Data from: Ecological niche and phylogeny explain distribution of seed mass in the Central European flora

Seed size is a crucial life-history trait determining the amount of reserves that are available to establishing seedlings. The most frequently observed patterns in seed size distribution are a higher frequency of large-seeded species in shaded habitats and a positive correlation of seed size with plant size. We analysed to what extent realised niche dimensions, as expressed by Ellenberg indicator values and plant functional traits such as plant height and life form, explained seed mass variation in the Central European flora. By including information on phylogenetic relatedness of the species, not only contemporary ecology but also the evolutionary history of plant species could be taken into account. Seed mass evolution was slow and was best explained by selection-inertia models with multiple adaptive peaks as a function of either habitat or life form. The highest seed mass optima were observed in the deciduous forest and saltwater and seashore habitats, and in phanerophytes in case of models with optima as a function of life form. The analyses showed that Ellenberg values were more important than habitat and life form in explaining seed mass distribution in the Central European flora. The often observed relation between shade and large seeds was also evident in our study, but we found an equally important relation between large seeds and drought and a positive relation between seed mass and salinity. Our results indicate that not only plant size and competition for light but a complex set of factors influence the ecology of seed size, and that a more precise delineation of species' niches improves the understanding of seed size evolution.

种子大小是决定幼苗建成时可利用贮藏物质多寡的关键生活史性状。目前学界已广泛观测到的种子大小分布格局包括：荫生生境中大种子物种的占比更高，以及种子大小与植株体型呈正相关。

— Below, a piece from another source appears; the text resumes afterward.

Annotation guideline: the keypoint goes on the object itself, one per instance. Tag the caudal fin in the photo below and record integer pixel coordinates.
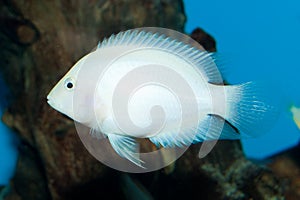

本研究以中欧植物区系为研究对象，分析了以埃伦贝格指示值（Ellenberg indicator values）、植株高度、生活型（life form）等植物功能性状（plant functional traits）所表征的实际生态位维度（realized niche dimensions）在多大程度上解释了种子质量的变异。通过纳入物种的系统发育亲缘关系（phylogenetic relatedness）信息，本研究不仅可考量当代生态学因素，还能纳入植物物种的演化历史。种子质量的演化速率较为缓慢，最适合用以生境或生活型为变量、带有多个适应峰（adaptive peaks）的选择-惯性模型（selection-inertia models）来解释。当模型以生境或生活型为最优值变量时，落叶林、盐水生境与海岸生境中的种子质量最优值最高，生活型分类下的高位芽植物（phanerophytes）亦是如此。分析结果表明，在中欧植物区系中，埃伦贝格指示值相较于生境与生活型，能更好地解释种子质量的分布格局。本研究不仅印证了荫蔽环境与大种子之间的常见关联，还发现大种子与干旱环境之间存在同等重要的关联，且种子质量与盐度呈正相关。本研究结果显示，影响种子大小生态学特征的不仅有植株体型与光竞争，还有一系列复杂因素；对物种生态位的精准划分，能够加深我们对种子大小演化的理解。